Le chercheur Stéphane Bastianetto met toutefois un bémol à ces affirmations quasi-miraculeuses. Selon lui, les effets de ces jeux électroniques sont limités et ne s’adressent qu’à un public bien particulier. «Stimuler ses neurones permet de prévenir plusieurs maladies neurologiques. Toutefois, ces effets ne se font sentir que chez les patients dans la cinquantaine.»

 

Malgré tout, l’engouement pour les jeux de mémoire en tout genre ne connaît pas d’âge. Selon Jeffrey Pierre, près d’un client sur cinq franchi les portes de son magasin à la recherche de divertissements tels que Brain Age, Big Brain Academy, Neves, ou encore Ninja Reflex. «Brain Age compte parmi les quinze jeux les plus demandés. Dans la dernière année, nous en avons vendu près de 800 copies.»

Le vendeur soutient d’ailleurs que les personnes à la recherche de ces épreuves intellectuelles ne sont pas les habituels fanatiques de jeux vidéo. «Ce ne sont pas des gamers, mais plutôt des gens ordinaires. La plupart ont déjà essayé d’autres divertissements de la sorte et ils sont à la recherche d’autres défis pour se stimuler.»

Prévenir l’alzheimer?
Les jeux vidéos peuvent être une belle façon de rapprocher les quinquagénaires de leurs petits-enfants. Mais se parer contre l’alzheimer en appuyant sur des boutons est une illusion, selon les professionnels.
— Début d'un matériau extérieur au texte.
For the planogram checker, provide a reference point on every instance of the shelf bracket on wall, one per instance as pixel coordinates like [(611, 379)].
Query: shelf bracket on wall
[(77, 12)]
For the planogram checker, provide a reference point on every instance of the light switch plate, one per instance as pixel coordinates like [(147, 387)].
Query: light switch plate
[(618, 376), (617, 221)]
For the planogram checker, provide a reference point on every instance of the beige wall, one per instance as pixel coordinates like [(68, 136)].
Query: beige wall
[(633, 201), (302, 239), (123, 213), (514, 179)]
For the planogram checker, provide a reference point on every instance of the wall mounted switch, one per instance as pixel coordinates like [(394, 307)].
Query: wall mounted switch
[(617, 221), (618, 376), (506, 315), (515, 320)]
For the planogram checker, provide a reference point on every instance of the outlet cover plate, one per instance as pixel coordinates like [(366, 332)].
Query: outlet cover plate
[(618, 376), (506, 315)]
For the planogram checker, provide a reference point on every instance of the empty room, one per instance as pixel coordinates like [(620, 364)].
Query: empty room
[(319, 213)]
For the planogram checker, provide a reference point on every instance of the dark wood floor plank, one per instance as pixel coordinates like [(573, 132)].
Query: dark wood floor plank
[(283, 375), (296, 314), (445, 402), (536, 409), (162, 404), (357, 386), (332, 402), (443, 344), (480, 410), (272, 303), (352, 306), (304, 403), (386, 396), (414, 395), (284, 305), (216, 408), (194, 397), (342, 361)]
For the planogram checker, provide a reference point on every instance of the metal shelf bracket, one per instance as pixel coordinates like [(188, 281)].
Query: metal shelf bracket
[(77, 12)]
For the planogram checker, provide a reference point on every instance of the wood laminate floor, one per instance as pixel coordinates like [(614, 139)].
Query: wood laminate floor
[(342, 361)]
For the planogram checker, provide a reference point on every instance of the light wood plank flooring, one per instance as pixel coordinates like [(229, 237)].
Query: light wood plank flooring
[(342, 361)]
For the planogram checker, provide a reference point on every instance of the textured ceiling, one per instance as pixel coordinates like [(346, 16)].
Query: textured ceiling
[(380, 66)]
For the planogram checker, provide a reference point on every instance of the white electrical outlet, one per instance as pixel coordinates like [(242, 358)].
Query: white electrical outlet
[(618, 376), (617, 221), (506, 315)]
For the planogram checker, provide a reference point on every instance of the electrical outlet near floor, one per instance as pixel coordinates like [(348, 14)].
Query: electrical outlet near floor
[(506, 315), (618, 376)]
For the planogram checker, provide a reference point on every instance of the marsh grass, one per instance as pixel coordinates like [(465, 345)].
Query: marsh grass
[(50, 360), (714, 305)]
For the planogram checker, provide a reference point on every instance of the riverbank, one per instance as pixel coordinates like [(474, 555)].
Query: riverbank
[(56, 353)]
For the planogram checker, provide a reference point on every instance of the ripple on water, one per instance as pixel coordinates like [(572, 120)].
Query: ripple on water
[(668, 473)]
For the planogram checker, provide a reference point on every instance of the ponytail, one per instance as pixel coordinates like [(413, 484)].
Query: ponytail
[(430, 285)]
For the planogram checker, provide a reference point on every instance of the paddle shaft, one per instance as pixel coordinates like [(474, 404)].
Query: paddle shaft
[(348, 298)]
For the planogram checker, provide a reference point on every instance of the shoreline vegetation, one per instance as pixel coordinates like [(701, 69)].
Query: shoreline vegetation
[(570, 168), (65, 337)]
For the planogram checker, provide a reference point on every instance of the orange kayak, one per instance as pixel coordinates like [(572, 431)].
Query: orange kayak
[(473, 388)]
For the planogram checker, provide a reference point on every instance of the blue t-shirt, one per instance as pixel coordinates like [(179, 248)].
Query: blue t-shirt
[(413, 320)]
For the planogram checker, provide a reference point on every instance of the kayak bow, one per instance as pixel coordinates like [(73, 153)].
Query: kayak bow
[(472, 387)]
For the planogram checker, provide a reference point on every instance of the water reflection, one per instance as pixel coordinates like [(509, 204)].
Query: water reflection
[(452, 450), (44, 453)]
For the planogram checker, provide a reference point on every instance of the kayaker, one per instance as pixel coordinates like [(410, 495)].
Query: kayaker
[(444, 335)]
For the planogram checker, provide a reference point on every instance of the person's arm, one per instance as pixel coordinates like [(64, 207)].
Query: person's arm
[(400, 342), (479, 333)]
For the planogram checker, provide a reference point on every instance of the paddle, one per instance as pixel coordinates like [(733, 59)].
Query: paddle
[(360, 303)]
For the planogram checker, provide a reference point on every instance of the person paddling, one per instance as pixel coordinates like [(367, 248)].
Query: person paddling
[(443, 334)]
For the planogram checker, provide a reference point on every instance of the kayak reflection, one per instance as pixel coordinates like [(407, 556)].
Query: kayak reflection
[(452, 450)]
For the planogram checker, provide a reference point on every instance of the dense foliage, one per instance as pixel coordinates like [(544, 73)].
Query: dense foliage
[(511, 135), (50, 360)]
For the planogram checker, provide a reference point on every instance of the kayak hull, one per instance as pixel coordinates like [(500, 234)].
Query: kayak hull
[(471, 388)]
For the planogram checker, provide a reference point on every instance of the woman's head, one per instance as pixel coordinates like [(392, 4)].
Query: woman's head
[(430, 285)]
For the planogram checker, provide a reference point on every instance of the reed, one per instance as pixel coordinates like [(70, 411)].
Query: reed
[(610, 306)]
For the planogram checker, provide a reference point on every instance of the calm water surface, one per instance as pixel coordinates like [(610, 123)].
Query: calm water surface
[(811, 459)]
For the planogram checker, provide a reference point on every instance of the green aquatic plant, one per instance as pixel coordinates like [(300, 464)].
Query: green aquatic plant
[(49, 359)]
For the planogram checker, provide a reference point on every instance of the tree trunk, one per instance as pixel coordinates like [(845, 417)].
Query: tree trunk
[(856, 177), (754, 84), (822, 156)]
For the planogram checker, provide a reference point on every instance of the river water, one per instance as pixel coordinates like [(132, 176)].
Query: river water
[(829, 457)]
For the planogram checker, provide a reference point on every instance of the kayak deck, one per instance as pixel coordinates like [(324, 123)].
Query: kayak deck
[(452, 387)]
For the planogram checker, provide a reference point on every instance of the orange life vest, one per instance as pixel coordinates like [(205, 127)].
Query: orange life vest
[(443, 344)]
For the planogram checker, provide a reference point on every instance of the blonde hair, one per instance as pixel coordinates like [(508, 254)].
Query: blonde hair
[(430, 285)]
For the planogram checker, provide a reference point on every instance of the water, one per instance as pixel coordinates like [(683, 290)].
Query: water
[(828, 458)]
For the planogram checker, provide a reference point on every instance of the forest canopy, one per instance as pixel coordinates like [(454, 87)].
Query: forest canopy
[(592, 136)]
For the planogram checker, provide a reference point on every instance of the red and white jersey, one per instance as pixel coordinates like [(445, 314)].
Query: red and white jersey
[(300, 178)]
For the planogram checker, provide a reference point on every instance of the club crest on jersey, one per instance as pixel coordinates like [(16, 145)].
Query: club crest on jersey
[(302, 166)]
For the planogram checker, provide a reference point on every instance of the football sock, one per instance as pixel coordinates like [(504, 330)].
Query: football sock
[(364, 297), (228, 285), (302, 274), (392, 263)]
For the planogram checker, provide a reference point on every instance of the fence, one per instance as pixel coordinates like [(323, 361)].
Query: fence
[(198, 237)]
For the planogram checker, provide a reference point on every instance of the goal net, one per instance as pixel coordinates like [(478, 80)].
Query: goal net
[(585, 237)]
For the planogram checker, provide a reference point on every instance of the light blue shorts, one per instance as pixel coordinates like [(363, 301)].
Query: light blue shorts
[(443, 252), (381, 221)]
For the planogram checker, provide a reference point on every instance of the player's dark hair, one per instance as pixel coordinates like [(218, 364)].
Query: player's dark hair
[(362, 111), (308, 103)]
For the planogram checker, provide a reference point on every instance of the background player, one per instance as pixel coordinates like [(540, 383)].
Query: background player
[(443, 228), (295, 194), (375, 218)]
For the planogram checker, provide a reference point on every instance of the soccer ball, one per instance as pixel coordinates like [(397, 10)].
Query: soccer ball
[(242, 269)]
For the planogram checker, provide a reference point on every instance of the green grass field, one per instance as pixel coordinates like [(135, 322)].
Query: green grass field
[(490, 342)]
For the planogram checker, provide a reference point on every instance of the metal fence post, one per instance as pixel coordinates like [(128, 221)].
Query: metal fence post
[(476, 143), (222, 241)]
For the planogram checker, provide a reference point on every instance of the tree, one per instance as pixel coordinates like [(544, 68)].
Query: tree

«Les jeux comme Brain Age ne peuvent pas prévenir la maladie. Par contre, en stimulant davantage le cerveau, ils peuvent ralentir sa progression», explique Dayna Morrow, récréologue à la Société Alzheimer Montréal.

 

À condition que les différentes épreuves soient bien pensées, ajoute Stéphane Bastianetto. «Il n’y a pas seulement l’aspect ludique qui est important. Le jeu doit être construit afin de stimuler les parties du cerveau qui vivront une dégénérescence avec l’âge, par exemple des épreuves stimulant la mémoire à court terme.»

  
Dayna Morrow croit également que l’aspect technologique de ces jeux vidéos peuvent  rebuter les joueurs du troisième âge. «La plupart de mes patients n’ont jamais vu une console Nintendo. Pour les baby-boomers, ce sera sûrement différent puisqu’ils voient leurs enfants évoluer avec les jeux électroniques.»

 

Dépoussiérer sa matière grise a un prix. En moyenne, une console de jeux NintendoDS se vend environ 130 dollars et il en coûte ensuite près de 20$ par cassette. «Plusieurs autres activités plus simples et beaucoup moins onéreuses permettent de stimuler notre mémoire, rappelle Stéphane Bastianetto. Jouer au bingo, prendre une marche, faire des mots croisés ou lire; toutes ces activités stimulent les capacités intellectuelles.»

 

Le chercheur demeure critique quant aux promesses faites aux joueurs par Nintendo. «Avec notre population vieillissante, il est clair que Nintendo cherche d’abord à attirer une nouvelle tranche de consommateurs», conclut le neurologiste.